UTA – noch eine Folge trocken-heisser Wachstumsbedingungen

Nasse Wolle, Urinstein, Mottenkugeln. Hinter diesem unerfreulichen Aromenspektrum steckt UTA bzw. der untypische Alterston, der in Weissweinen vorkommt. Das Problem ist weit verbreitet und wird auf den Trockenstress der Reben zurückgeführt. Eine nachträgliche Beseitigung von UTA ist nicht möglich, wohl aber seine Vermeidung durch rechtzeitiges Eingreifen im Keller. Die Lösung heisst Ascorbinsäure.


Autor_Schneider Volker
Volker Schneider
Önologe


UTA, der untypische Alterston, wurde erstmals um 1990 in deutschen Anbaugebieten identifiziert. Inzwischen steht fest, dass er rund um den Globus auftritt. Die Aufmerksamkeit, die ihm in den einzelnen Weinbauländern entgegengebracht wird, ist jedoch unterschiedlich. Sie steht in keinem Zusammenhang mit der Häufigkeit seines tatsächlichen Auftretens. In manchen Regionen wird seine Existenz schlechthin ignoriert, weil ihn Erzeuger und Berater mangels Sensibilität, Betriebsblindheit oder Wunschdenken nicht erkennen. Das führt im Einzelfall dazu, dass belastete Weine prämiert werden oder die völlige Abwesenheit von Aroma als UTA interpretiert wird.
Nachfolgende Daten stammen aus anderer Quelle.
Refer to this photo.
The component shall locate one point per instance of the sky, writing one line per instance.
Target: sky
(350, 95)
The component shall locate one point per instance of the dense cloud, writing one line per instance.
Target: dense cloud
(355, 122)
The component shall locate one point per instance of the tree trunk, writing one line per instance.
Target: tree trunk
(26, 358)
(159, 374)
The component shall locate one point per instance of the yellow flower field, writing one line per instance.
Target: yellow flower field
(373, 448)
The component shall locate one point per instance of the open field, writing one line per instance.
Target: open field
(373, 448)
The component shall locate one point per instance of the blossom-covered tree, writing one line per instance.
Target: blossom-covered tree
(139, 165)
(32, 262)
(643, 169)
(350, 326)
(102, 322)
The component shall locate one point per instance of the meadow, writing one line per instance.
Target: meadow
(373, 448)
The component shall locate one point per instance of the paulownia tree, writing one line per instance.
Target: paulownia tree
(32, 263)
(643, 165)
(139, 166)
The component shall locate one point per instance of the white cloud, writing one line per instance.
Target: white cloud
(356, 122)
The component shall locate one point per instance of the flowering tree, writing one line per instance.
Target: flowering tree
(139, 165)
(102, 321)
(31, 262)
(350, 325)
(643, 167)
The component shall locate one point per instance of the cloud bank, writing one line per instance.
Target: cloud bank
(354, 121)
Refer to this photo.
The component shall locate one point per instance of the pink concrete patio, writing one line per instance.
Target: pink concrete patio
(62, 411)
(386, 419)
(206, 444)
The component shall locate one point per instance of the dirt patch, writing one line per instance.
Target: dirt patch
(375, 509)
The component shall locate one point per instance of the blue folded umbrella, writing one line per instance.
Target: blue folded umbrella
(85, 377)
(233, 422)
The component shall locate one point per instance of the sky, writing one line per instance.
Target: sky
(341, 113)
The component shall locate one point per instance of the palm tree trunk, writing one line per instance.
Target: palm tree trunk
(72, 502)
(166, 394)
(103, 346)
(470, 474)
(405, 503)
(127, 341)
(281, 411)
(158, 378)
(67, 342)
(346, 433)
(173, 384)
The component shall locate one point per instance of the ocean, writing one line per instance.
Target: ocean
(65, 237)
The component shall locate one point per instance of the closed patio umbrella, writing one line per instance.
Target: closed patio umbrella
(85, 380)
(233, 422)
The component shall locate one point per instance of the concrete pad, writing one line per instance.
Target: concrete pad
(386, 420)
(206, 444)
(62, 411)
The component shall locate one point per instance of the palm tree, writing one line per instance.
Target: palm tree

In beiden Fällen liegt die Ursache in mangelnder sensorischer Schulung.

 

Sensorische Identifizierung

Für die sensorische Identifizierung von UTA wird unter anderem eine Substanz namens 2-Aminoacetophenon (AAP) verantwortlich gemacht und sogar als Leitsubstanz herangezogen. In belasteten Weinen präsentiert sich UTA jedoch mit qualitativ unterschiedlichen Geruchsprofilen, was auf die Beteiligung weiterer Verbindungen hinweist. Dies erschwert seine analytische Charakterisierung und erfordert eine sensorische Eingrenzung dessen, was man unter UTA ...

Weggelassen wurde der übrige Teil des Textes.